Egyptologists think they have identified with certainty the mummy of Hatshepsut, the most famous queen to rule ancient Egypt, found in a humble tomb in the Valley of the Kings, an archaeologist said on Monday.
Egypt's chief archaeologist, Zahi Hawass, will hold a news conference in Cairo on Wednesday. The Discovery Channel said he would announce what it called the most important find in the Valley of the Kings since the discovery of King Tutankhamun.
The archaeologist, who asked not to be named, said the candidate for identification as the mummy of Hatshepsut was one of two females found in 1903 in a small tomb believed to be that of Hatshepsut's wet-nurse, Sitre In.

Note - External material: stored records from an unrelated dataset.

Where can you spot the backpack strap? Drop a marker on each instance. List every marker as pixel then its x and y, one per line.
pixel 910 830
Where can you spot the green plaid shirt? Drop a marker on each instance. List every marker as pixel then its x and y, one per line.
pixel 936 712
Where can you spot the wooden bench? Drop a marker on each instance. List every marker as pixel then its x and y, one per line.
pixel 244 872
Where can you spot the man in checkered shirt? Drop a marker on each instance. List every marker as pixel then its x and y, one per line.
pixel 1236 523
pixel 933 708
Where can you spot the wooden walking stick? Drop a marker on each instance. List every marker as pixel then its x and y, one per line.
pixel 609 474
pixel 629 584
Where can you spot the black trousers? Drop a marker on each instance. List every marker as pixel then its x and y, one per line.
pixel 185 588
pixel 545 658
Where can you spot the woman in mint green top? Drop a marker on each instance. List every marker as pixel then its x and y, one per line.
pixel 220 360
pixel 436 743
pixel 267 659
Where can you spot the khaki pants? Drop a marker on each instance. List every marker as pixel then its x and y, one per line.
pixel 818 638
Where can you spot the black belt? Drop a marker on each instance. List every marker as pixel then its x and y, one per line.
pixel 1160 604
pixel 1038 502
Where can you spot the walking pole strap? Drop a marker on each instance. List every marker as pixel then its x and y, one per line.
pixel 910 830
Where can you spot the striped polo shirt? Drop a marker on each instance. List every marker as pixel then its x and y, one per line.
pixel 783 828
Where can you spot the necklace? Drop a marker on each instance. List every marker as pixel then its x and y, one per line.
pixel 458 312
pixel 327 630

Not really again. As the article notes, speculation around these two mummies has been going on for a while. Don Ryan worked in this KV 60, as did I for a couple of seasons and he has some pics of the one mummy with the folded arm at his web site (about 1/3 of the way down).
The idea is that KV 60, which is a crudely cut thing nearby Hatchepsut's deep (and empty) tomb, was prepared for Sitre, and then Hatchepsut's mummy was placed there for safekeeping after it (the mummy) had been ransacked, rather like the cache mummies discovered earlier. Hawass thinks it's the other mummy. So, eh. We'll see what he says Wednesday.